Decreto presidencial nº 11.302/2022: indulto natalino às pessoas condenadas por crime cuja pena privativa de liberdade máxima em abstrato não seja superior a cinco anos

16 de maio de 2025Rel. Min. Flávio Dino· Plenário· INDULTO NATALINO
Tese fixada

“É constitucional o indulto natalino do art. 5º, caput e parágrafo único, do Decreto Presidencial nº 11.302, de 22/12/2022.”

Resumo do julgamento

O indulto natalino previsto no art. 5º, caput e parágrafo único, do Decreto presidencial nº 11.302/2022 está em consonância com a Constituição Federal, na medida em que respeita os limites formais e materiais (expressos e implícitos) exigidos à sua concessão e contempla hipóteses devidamente autorizadas pelo ordenamento jurídico e moralmente admissíveis.

Esta Corte já reconheceu a constitucionalidade do referido Decreto presidencial, bem como delineou balizas acerca da amplitude com que o Poder Judiciário, uma vez provocado, encontra-se constitucionalmente autorizado a examinar o ato.

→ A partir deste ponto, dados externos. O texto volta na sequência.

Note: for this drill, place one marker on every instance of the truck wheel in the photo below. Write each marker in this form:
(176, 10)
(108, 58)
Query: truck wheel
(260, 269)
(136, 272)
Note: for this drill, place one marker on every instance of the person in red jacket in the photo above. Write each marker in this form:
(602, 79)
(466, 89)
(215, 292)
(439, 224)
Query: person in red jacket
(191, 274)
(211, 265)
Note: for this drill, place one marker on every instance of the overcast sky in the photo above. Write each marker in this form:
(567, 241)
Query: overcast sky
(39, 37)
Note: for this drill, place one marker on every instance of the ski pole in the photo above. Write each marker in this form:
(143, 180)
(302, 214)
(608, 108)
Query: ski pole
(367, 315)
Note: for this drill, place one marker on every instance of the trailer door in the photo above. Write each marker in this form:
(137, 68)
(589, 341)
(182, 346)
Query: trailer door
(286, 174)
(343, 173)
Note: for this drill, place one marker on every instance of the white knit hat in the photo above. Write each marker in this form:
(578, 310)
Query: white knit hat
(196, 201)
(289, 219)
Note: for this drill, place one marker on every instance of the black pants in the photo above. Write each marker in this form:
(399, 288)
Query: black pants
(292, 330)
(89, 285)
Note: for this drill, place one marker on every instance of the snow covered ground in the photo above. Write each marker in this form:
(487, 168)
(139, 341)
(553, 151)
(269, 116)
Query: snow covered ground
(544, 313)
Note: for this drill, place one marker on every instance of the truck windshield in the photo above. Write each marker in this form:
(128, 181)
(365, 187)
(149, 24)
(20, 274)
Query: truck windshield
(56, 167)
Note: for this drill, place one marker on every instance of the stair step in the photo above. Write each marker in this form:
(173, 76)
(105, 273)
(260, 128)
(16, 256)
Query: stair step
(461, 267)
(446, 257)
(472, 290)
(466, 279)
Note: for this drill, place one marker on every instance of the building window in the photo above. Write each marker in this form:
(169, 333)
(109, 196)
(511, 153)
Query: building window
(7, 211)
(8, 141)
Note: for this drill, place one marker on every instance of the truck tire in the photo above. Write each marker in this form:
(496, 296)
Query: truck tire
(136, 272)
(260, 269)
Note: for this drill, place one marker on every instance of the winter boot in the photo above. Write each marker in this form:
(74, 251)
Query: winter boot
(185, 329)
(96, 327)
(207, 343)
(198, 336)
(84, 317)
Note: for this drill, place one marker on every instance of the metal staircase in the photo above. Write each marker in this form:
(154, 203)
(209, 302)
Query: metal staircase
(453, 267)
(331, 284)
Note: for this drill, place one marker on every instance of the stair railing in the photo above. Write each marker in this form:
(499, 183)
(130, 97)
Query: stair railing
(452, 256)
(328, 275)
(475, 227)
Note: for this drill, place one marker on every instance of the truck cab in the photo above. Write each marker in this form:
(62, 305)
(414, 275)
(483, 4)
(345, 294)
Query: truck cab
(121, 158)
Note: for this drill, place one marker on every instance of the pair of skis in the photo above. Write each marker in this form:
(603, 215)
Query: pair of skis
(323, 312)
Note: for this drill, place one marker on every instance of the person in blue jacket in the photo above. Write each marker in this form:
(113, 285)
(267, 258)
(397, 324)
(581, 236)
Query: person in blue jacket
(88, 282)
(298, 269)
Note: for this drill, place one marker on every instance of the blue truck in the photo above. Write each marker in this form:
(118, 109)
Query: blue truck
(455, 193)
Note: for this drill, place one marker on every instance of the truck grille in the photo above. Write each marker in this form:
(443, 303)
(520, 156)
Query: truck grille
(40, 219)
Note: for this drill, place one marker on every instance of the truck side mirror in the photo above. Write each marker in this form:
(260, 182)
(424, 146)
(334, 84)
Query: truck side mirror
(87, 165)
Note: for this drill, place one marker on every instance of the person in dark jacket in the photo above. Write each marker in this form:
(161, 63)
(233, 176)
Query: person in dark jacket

Extraem-se desses precedentes os seguintes contornos sobre o indulto coletivo: (i) sua concessão, observada a competência privativa do chefe do Poder Executivo, não viola a tripartição de Poderes; (ii) trata-se de instrumento constitucional próprio ao mecanismo de freios e contrapesos; (iii) é ato discricionário, cujo juízo de conveniência e oportunidade se insere, com exclusividade, na alçada decisória do presidente da República (CF/1988, art. 84, XII); (iv) como ato administrativo, seus requisitos devem atender às hipóteses constitucionais, legais e moralmente admissíveis; (v) não se vincula à determinada política criminal, embora possa evidenciá-la; (vi) não está limitado à jurisprudência sobre aplicação da legislação penal; (vii) é causa de extinção da punibilidade; (viii) não atinge os efeitos secundários da condenação; (ix) subordina-se aos limites constitucionais explícitos e implícitos; e (x) sua revisão judicial, respeitado o mérito do ato, não afronta a separação de Poderes.

Na espécie, além de o rol de crimes não abrangidos pelo indulto ser bem mais amplo do que o estabelecido pelo legislador constituinte originário — limitação material (CF/1988, art. 5º, XLIII) —, o art. 5º do Decreto presidencial impugnado se dirige apenas ao afastamento da pretensão estatal de executar penas privativas de liberdade, isto é, ao efeito primário da condenação.

Ademais, o presidente da República não é obrigado a adotar parametrização específica — pena máxima, em concreto ou abstrato, e percentual ou tempo mínimo de cumprimento da pena — para exercer o seu poder privativo de concessão da indulgência soberana.

Com base nesses e em outros entendimentos, o Plenário, por unanimidade, ao apreciar o Tema 1.267 da repercussão geral, negou provimento ao recurso extraordinário e fixou, em reafirmação da jurisprudência da Corte (vide Info 1166), a tese anteriormente citada.